Mi alzo dal divanetto con un senso di sollievo.
Sollievo, si: la stessa sensazione che provavo quando da piccolo vedevo una scena particolarmente inquietante in un film e ne attendevo la fine con ansia. Incapace di distogliere lo sguardo. Spesso conoscevo già come si sarebbe conclusa, avendola magari già vista in precedenza, ma provavo ansia lo stesso. Crescendo e riguardando le stesse scene dei film che mi inquietavano, l’ansia cedeva il passo a nuove sensazioni quali eccitazione, violenza, rabbia, paura, disgusto. Mi dispiaceva che finissero.

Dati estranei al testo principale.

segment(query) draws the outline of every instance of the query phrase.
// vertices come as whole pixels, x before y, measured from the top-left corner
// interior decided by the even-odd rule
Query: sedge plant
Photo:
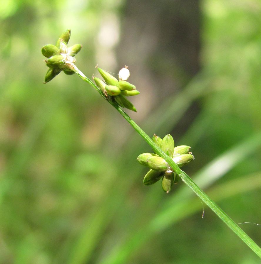
[[[182,145],[175,147],[174,141],[169,134],[160,138],[154,134],[152,139],[140,128],[123,109],[126,108],[136,112],[136,109],[127,99],[138,95],[136,87],[127,81],[130,75],[125,66],[119,73],[117,79],[109,72],[96,66],[104,80],[93,77],[95,84],[87,77],[75,65],[75,58],[82,46],[76,44],[68,47],[71,31],[68,30],[58,39],[56,45],[48,44],[42,49],[44,60],[49,67],[44,83],[51,81],[62,72],[68,75],[76,73],[83,81],[94,88],[113,106],[143,138],[153,150],[153,153],[145,153],[137,158],[141,164],[150,170],[143,180],[145,185],[150,185],[161,180],[163,190],[168,193],[173,185],[180,178],[252,250],[261,258],[261,248],[229,217],[192,180],[180,167],[194,159],[190,147]]]

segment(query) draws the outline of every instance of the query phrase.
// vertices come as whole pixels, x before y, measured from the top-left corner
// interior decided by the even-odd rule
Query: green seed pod
[[[169,166],[168,164],[164,159],[161,157],[153,156],[148,158],[147,160],[148,165],[152,170],[158,171],[166,170]]]
[[[121,93],[125,96],[133,96],[139,94],[140,92],[138,90],[133,90],[132,91],[122,91]]]
[[[136,89],[136,86],[126,81],[120,80],[118,87],[122,91],[132,91]]]
[[[116,96],[113,96],[113,98],[116,103],[117,103],[120,106],[121,106],[122,107],[125,107],[123,103],[121,101],[121,97],[120,97],[118,95],[117,95]]]
[[[118,96],[118,97],[120,99],[121,103],[124,106],[123,107],[126,107],[127,109],[129,109],[134,112],[137,111],[135,106],[128,100],[127,100],[124,96],[122,95],[121,94],[120,94]]]
[[[194,159],[194,156],[191,154],[181,154],[172,158],[172,160],[180,168]]]
[[[167,171],[164,174],[162,177],[161,186],[163,190],[165,192],[168,193],[170,191],[174,183],[175,176],[175,174],[173,173],[172,170]]]
[[[118,85],[118,83],[119,82],[115,77],[113,77],[108,72],[100,68],[98,68],[97,69],[99,71],[99,72],[101,74],[102,77],[104,79],[105,82],[108,85],[114,85],[117,86]],[[119,89],[118,88],[118,89]]]
[[[160,148],[163,151],[172,158],[174,151],[174,140],[171,135],[166,135],[162,139]]]
[[[68,69],[65,69],[63,72],[67,75],[72,75],[75,73],[73,71]]]
[[[144,185],[151,185],[160,179],[164,172],[150,170],[147,173],[143,179]]]
[[[75,44],[68,48],[68,54],[70,56],[74,57],[82,47],[82,45],[81,44]]]
[[[156,136],[155,134],[153,135],[152,137],[152,140],[153,142],[159,148],[160,147],[160,144],[162,141],[162,138]]]
[[[174,174],[175,174],[175,179],[174,180],[174,184],[177,184],[178,181],[179,180],[180,177],[178,174],[177,174],[177,173],[175,173]]]
[[[185,146],[185,145],[178,146],[174,148],[174,151],[173,152],[173,154],[174,155],[179,155],[188,153],[190,149],[190,147],[189,146]]]
[[[63,69],[66,67],[63,60],[63,56],[61,55],[58,55],[51,57],[46,61],[46,65],[49,68]]]
[[[60,50],[56,46],[51,44],[48,44],[42,48],[42,54],[46,58],[50,58],[55,55],[60,54]]]
[[[103,81],[101,80],[99,78],[97,78],[97,77],[94,77],[93,79],[96,85],[100,89],[105,91],[105,86],[106,84]]]
[[[65,54],[66,55],[68,54],[68,47],[67,44],[61,39],[60,42],[60,53],[61,54]]]
[[[52,80],[54,77],[61,72],[61,70],[56,69],[50,68],[47,71],[45,75],[45,79],[44,83],[46,83]]]
[[[56,43],[56,46],[60,48],[60,42],[61,39],[67,45],[69,42],[69,40],[70,39],[70,37],[71,30],[67,29],[60,36],[60,38],[59,38],[59,39],[57,41],[57,43]]]
[[[118,95],[121,93],[121,90],[117,86],[114,85],[106,85],[105,90],[108,94],[111,96]]]
[[[149,153],[148,152],[146,153],[143,153],[140,155],[139,155],[137,158],[137,160],[139,163],[142,165],[145,165],[145,166],[148,165],[147,160],[150,157],[153,156],[156,156],[158,157],[159,155],[157,154],[154,153]]]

Avevo imparato a decodificare le immagini e a sfruttarle per provare emozioni. 
Anche oggi la mia scenetta settimanale è finita, ed è durata come al solito una buona mezz’ora, togliendo i convenevoli e le inevitabili frasi necessarie ad entrare nel personaggio. Necessarie più per lui che per me. Come li chiamo io “i preliminari di chi vuole fotterti il cervello”. Il mio personaggio, quello che da settimane ho partorito, ha il duro e catartico compito di mostrare ad alcune persone chi sono realmente. Purtroppo sorbirmi parole come “narcisista”, “insicuro”, “controllore”, condite con “gelosia distruttiva” e “rabbia repressa” – queste le più frequenti, alle quali reagisco come un condannato che firma la sua confessione – fa parte del ruolo. Come se queste parole fossero le metastasi cerebrali della mia follia, le sue domande i ferri chirurgici per rimuoverle.
Quindi con i suoi sapienti colpi lessicali, appresi con la presunzione di renderli efficaci, cerca di fare breccia nel mio malessere interiore, cerca di rendermi come la società si aspetta da gente come lui. Il chirurgo della mente, si è autodefinito una volta! L’ho gratificato con un sorriso. 

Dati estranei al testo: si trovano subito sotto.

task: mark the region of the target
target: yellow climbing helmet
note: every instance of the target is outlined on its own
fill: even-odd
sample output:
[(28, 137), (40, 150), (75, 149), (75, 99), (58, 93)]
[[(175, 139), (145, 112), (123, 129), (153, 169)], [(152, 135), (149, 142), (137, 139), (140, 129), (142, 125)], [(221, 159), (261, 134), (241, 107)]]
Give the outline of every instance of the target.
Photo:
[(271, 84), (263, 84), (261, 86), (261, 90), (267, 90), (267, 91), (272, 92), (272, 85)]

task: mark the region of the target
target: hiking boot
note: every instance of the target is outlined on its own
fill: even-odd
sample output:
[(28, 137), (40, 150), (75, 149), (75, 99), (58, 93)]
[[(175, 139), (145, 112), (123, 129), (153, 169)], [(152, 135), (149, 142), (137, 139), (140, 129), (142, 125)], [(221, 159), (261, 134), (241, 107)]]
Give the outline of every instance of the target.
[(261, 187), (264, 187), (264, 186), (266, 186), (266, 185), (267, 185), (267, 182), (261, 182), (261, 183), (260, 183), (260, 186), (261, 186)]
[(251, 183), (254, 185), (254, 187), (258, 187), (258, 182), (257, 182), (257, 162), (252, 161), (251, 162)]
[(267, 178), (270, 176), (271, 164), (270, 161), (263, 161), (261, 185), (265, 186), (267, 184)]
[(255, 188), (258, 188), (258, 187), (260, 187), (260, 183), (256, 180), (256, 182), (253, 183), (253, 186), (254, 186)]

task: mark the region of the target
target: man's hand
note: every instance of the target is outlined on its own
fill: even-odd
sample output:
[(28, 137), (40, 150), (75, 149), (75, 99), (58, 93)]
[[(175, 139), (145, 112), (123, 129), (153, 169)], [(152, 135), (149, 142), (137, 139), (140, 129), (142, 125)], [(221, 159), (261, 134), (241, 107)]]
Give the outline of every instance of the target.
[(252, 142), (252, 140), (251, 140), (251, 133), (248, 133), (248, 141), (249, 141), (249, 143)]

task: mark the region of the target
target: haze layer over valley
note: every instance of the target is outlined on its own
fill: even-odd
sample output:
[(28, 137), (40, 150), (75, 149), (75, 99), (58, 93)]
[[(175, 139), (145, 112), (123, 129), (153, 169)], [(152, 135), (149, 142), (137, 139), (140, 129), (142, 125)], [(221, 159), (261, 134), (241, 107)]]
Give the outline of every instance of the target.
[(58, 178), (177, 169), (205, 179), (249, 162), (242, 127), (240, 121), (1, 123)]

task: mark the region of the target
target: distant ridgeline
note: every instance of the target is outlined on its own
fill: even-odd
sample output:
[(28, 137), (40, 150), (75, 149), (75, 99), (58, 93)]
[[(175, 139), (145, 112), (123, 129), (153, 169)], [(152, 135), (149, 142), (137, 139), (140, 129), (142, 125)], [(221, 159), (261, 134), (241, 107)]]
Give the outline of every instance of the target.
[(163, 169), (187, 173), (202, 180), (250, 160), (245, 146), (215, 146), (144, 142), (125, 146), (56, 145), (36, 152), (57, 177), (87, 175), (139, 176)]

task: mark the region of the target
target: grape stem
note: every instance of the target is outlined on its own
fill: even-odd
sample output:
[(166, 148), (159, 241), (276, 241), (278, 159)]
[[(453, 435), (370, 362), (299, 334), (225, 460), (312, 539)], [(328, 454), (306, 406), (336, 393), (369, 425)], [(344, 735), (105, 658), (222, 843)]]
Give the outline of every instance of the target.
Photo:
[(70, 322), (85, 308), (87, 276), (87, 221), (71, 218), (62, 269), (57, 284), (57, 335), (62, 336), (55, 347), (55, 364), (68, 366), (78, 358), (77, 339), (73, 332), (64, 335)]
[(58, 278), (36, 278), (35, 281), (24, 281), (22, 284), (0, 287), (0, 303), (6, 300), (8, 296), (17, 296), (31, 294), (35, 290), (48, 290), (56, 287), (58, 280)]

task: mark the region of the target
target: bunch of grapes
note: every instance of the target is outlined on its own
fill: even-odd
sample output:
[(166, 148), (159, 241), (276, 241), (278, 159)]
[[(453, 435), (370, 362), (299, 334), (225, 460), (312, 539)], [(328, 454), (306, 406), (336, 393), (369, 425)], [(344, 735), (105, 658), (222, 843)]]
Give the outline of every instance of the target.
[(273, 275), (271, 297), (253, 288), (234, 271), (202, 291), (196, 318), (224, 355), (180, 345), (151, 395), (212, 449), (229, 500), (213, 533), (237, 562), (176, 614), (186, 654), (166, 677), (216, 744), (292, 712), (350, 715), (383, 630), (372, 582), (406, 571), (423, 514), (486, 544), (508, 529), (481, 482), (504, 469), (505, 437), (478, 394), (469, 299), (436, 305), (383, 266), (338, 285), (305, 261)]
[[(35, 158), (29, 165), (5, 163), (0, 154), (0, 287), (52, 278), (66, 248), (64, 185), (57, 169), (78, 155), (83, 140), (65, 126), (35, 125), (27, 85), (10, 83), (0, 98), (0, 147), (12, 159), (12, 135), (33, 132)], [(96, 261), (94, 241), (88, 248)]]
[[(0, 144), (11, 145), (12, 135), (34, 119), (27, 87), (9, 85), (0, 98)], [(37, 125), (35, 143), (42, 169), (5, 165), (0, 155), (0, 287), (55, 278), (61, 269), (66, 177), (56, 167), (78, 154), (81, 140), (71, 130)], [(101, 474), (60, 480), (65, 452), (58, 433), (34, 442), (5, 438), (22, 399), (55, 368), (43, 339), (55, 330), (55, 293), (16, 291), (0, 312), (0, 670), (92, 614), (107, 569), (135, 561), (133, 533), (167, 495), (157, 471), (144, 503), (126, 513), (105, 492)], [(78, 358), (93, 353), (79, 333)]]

A dire il vero, l’ho gratificato più di una volta, come un genitore amorevole con un figlio che cade imparando ad andare in bicicletta, concedendogli a volte piccole soddisfazioni professionali quali ad esempio darmi un kleenex per le lacrime che non riesco a controllare, o confidandogli segreti scabrosi, oppure dicendogli che sto meglio al termine di ogni seduta. 
Passare da idiota agli occhi di uno stolto è un lusso per pochi, diceva Courteline. Io dico invece che passare da disturbato agli occhi di uno psichiatra è fin troppo semplice. 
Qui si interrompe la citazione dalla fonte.